One of Italian cinema’s most beautiful films
Claudia Cardinale is a masterpiece within a masterpiece
Zurlini makes a small story monumental, through the precision of his touch and the depth of his vision
For many, Valerio Zurlini’s most beautiful film. Watching it, it becomes clear that we are witnessing a fundamental work by a cinematic master of the highest degree. Magically poetic and provocatively sensual, it demonstrates how Zurlini, through the precision of his touch and vision, is able to make a small story monumental. The sweet and the bitter intertwine until they are indistinguishable, and the exploration of the complexity and depth of the characters progresses through the unfolding of small details. The theme par excellence of melodramatic cinema: love hindered by differences (in this case, class and age), set in an Italy characterised by the economic boom and song, which has rarely been depicted with such bitter and melancholic clarity. “La ragazza con la valigia does not represent just one of the many love stories condemned by life, it contains all of them” (Olaf Möller). Claudia Cardinale is a masterpiece within a masterpiece.

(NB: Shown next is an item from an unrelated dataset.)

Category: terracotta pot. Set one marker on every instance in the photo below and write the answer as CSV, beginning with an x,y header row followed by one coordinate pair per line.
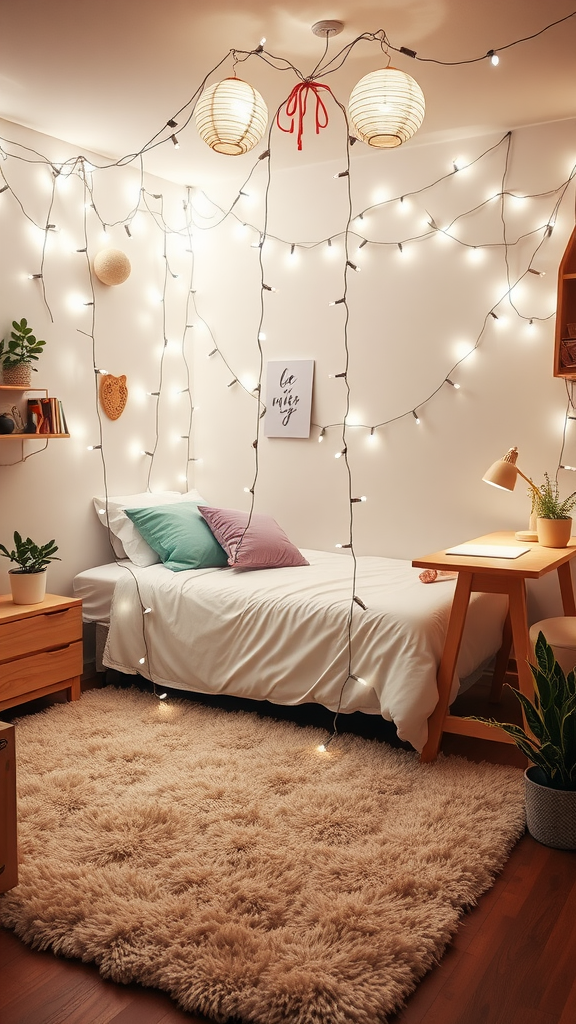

A slimy Casanova, heir to a wealthy family, seduces and then dumps Aida, an impulsive single mother struggling to make ends meet as a singer and dancer. However, she doesn’t give up and arrives at the man’s doorstep. To get rid of her, he lets his naive and romantic 16-year-old brother answer the door. Feelings begin to develop between the two (which one could probably call love), until a priest, worried by this turn of events, convinces Aida to leave. The young man intervenes to save Aida from another unsuitable seducer, but ends up getting beaten up. After embracing on the beach in Riccione, they both understand that theirs is an impossible love.